De todo modo, minha turminha de escritores, fora os que já citei – Lima Barreto, Dalton Trevisan, Roberto Bolaño – tem ainda Patrick Modiano, Gabriel García Márquez, Marcel Proust, Karl Ove Knausgard, Honoré de Balzac, Junichiro Tanizaki, Philip Roth, Thomas Mann, J.M.G. Le Clézio e mais alguns. Tem um outro autor que está na minha turma e na do Pondé, mas ele não foi citado – ainda.
Existe uma autora que acabou entrando na minha turma há uns poucos anos, a escritora e cantora Patti Smith. Em “O ano do macaco” ela conta de sua paixão avassaladora por “2666”, de Roberto Bolaño. Em “Devoção” ela fala de maneira extremamente carinhosa – como só ela consegue fazer – de Patrick Modiano e Simone Weil. Modiano e Bolaño admirados como devem ser! (A Simone Weil, cujas obras nunca li, deve ser muito boa também, haha.) Será que a turma de Patti Smith é parecida com a minha? Espero que sim.

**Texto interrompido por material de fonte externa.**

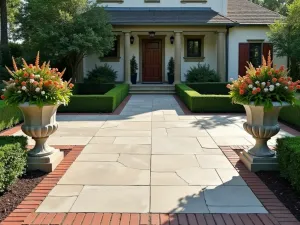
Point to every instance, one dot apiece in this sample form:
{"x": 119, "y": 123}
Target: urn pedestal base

De todo modo, por que a turma de Pondé é diferente da minha e, quem sabe, da da Patti Smith também? Porque, acredito eu, como filósofo, ele quer retirar algum ensinamento, quer “enxergar” algo por trás de uma obra literária. Dostoiévski e o problema da existência. Machado de Assis e o ciúme. Shakespeare e os sentimentos humanos. Nelson Rodrigues e a hipocrisia da classe média. Georges Bernanos e a fé. Tolstói e… sei lá o que ele quer ver em Tolstói.
Já eu e, provavelmente, a Patti Smith, queremos nos deslumbrar com uma obra literária. Não há o que enxergar por trás de “2666”, não há nenhum ensinamento por trás desta maravilha. O livro é apenas isso – uma maravilha. [1]
Antes de terminar, comentei acima que existe um autor que
faz parte da minha turma e da do Pondé: o nome dele é Franz Kafka. Ele deve
admirar o grande autor tcheco pela crítica à burocracia, ou pelo retrato
simbólico do absurdo da existência, ou coisa que o valha. Eu sei que amo Kafka
pela imaginação e pela maravilhosa técnica de contar histórias malucas como se
estivesse fazendo um relatório de empresa de seguros.
[1] Algum engraçadinho pode vir me questionar dizendo que o que está por trás das obras de Balzac, Thomas Mann e Junichiro Tanizaki, da minha turma, sejam respectivamente o dinheiro, a arte e o sexo. O que eu teria em minha defesa? Sei lá, hehe.